Editorial

C’était à prévoir: trois ans après le rejet de la caisse unique en votation fédérale, la gauche, constatant que rien ne s’améliore dans notre calamiteux système d’assurance maladie obligatoire, remet sur le tapis son projet étatique et centralisateur.

Certes, les griefs des diverses organisations qui s’apprêtent à lancer une initiative populaire pour une assurance santé publique fédérale ne sont pas dépourvus de pertinence et nous reprenons volontiers à notre compte certains d’entre eux. Mais le système et les défauts qui en découlent sont largement imputables aux rêveries idéologiques de ceux-là même qui montent au créneau et qui avaient soutenu le projet de la conseillère fédérale Ruth Dreifuss au nom de l’égalitarisme et du rejet de la célèbre médecine à deux vitesses. Il est d’ailleurs amusant de voir ces gens stigmatiser, entre autres, la «pseudo-concurrence» et le «non-marché» propres au système, arguments qu’on s’attendrait à trouver dans la bouche ou sous la plume d’un libéral bon teint. Mais le parallèle s’arrête là, puisque, au lieu de préconiser en bonne logique, le retour à la vraie concurrence et au marché, nos théoriciens du bonheur des peuples proposent un projet qui ne fera qu’aggraver les choses. En effet, aux coûts inéluctablement engendrés par le caractère obligatoire de l’assurance maladie – dissolution du sens des responsabilités des assujettis qui ont tendance à «amortir» des primes ruineuses par un recours systématique au médecin, à ses machines et à ses ordonnances pour le moindre bobo –, ils vont ajouter la considérable augmentation des frais d’exploitation nécessairement générée par un organisme d’Etat beaucoup moins soucieux d’économie qu’une entreprise privée, qui, dans le cas qui nous occupe, n’a guère d’autre moyen de concurrencer ses rivales.

Nous devons consentir des sacrifices pour sauver l’AVS. Nous devons consentir des sacrifices pour sauver l’AI. Dans quelques années, nous devrons consentir des sacrifices pour sauver la caisse maladie publique. C’est certain, c’est inévitable. Mais on ne fait pas entendre raison à des pantoufles.

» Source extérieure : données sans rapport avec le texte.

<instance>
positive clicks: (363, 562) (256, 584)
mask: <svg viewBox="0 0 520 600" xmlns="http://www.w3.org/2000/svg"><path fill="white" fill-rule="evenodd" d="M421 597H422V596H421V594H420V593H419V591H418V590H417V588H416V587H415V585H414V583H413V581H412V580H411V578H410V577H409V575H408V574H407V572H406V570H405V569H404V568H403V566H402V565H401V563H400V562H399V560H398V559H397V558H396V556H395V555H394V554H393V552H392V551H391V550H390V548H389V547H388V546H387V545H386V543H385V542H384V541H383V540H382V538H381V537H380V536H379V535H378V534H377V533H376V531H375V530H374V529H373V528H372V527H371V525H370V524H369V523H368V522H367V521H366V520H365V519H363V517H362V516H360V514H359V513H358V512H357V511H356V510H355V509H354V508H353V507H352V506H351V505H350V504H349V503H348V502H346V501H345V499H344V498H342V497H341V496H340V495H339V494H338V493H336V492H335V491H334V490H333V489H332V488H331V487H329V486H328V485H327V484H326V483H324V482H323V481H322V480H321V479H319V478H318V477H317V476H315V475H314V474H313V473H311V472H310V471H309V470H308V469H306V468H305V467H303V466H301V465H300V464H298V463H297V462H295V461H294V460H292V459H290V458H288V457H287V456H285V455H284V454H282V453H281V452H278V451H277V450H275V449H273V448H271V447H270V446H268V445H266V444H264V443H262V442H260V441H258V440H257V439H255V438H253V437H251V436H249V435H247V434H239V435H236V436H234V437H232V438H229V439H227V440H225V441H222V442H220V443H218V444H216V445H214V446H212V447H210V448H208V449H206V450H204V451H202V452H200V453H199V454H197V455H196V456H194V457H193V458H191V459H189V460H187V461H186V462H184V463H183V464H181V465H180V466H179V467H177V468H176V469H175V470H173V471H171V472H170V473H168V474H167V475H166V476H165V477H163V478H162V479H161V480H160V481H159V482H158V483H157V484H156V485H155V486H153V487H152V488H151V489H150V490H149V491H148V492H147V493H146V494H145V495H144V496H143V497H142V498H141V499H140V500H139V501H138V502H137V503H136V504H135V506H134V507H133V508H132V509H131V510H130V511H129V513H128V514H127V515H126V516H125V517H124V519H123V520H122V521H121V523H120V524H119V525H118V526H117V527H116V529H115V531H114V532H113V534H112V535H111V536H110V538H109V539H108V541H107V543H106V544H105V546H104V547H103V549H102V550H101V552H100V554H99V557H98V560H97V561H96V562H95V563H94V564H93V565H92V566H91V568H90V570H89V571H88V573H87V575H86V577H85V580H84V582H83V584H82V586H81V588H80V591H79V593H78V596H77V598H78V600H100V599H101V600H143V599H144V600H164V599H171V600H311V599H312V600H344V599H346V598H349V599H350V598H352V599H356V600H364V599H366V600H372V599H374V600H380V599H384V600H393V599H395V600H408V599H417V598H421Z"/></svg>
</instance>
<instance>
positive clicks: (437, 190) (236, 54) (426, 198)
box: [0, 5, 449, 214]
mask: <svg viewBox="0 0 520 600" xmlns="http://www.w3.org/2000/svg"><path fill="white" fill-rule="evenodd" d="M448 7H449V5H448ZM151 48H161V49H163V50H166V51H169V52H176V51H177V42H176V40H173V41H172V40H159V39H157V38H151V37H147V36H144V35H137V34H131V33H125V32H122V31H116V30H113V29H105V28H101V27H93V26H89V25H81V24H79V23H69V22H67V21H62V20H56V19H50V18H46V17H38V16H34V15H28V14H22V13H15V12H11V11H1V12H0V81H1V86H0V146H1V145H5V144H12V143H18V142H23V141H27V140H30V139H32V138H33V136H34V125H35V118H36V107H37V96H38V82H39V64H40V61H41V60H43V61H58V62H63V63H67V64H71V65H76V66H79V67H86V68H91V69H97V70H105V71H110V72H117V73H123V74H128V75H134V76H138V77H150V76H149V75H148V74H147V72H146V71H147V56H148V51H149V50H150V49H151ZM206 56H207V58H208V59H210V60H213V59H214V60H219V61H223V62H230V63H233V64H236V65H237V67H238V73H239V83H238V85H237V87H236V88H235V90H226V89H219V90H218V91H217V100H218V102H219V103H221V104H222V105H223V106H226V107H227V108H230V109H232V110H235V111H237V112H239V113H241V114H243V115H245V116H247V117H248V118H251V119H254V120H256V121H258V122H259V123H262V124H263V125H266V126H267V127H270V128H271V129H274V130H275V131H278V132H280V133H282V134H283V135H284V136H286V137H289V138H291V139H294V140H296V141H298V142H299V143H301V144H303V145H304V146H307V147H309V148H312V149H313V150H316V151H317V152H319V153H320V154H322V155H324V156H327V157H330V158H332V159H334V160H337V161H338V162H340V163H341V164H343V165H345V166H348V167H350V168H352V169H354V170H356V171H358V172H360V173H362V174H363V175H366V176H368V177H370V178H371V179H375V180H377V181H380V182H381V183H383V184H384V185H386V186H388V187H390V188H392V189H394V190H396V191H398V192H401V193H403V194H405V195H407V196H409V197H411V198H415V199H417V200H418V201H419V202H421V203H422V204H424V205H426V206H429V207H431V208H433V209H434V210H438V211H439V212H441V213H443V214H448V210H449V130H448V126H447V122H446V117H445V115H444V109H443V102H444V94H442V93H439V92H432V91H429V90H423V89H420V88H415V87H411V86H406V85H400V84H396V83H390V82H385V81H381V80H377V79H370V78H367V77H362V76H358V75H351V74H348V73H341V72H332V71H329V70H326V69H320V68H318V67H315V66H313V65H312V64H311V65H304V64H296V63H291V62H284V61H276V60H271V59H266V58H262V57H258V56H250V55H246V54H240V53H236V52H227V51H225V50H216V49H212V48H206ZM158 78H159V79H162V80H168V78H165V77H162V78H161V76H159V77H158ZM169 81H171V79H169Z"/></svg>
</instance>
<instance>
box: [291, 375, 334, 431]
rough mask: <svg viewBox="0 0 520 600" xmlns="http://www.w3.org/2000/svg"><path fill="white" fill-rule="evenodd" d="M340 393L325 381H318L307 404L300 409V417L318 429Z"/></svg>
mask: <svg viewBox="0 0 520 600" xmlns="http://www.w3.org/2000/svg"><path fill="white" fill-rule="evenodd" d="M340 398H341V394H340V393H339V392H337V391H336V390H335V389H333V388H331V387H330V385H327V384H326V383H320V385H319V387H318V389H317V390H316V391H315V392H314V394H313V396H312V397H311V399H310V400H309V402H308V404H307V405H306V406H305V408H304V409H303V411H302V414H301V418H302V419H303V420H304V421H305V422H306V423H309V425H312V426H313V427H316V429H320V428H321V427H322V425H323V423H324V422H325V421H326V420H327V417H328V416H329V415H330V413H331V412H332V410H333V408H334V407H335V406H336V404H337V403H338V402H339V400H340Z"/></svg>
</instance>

Claude Ruey, président de Santésuisse, c’est-à-dire défenseur du système actuel, ne raisonne d’ailleurs pas mieux, même si, paraît-il, il «ne mâche pas ses mots». On peut le suivre un bout quand il déclare que les primes prennent l’ascenseur non pas parce que les caisses maladie s’engraissent mais parce que les coûts de la santé augmentent. Mais il ne voit pas ou ne veut pas voir pourquoi les coûts de la santé augmentent si fort et si régulièrement. Tout ce qu’il craint, en cas de caisse unique, c’est que ne se mette en place… une médecine à deux vitesses! Les deux vitesses, c’est décidément l’obsession des politiciens de tous bords! Il est bien regrettable que notre grand ami le docteur Freud ne soit plus là pour nous expliquer ça!

Mais ne nous égarons pas.

Nous nous trouvons dans une situation dramatique. Pour que les gens recourent moins souvent à la médecine, à ses coûteux équipements et à ses non moins onéreux médicaments, il faudrait que les primes d’assurance maladie baissent. Pour que les primes d’assurance maladie baissent, il faudrait rétablir la vraie concurrence entre les caisses. Pour que la vraie concurrence entre les caisses puisse s’exercer, il faudrait supprimer l’obligation de s’assurer. Pour que l’obligation de s’assurer soit supprimée, il faudrait que les politiciens se mettent à réfléchir. Pour que les politiciens se mettent à réfléchir, il faudrait qu’ils aient des petites cellules grises. Mais les gens qui ont des petites cellules grises font rarement de la politique et, quand ils en font, ils ne sont pas suivis par leurs collègues qui, évidemment, ne les comprennent pas et s’accrochent à leurs idées fixes.

C’est à pleurer, mais une chose nous afflige encore plus dans le projet qui, s’il récolte le nombre de signatures nécessaire, sera soumis aux Helvètes d’ici trois ou quatre ans. C’est qu’il prévoit de confier la gestion des primes – calcul, perception – à des agences cantonales. La gauche, nous dit-on, espère ainsi s’attirer les bonnes grâces des gouvernements cantonaux.

Si la perspective de ce rôle subsidiaire minable suffit à rallier les cantons à la mauvaise cause de cette fichue gauche, il faudra envisager de faire la révolution, foi de fédéraliste!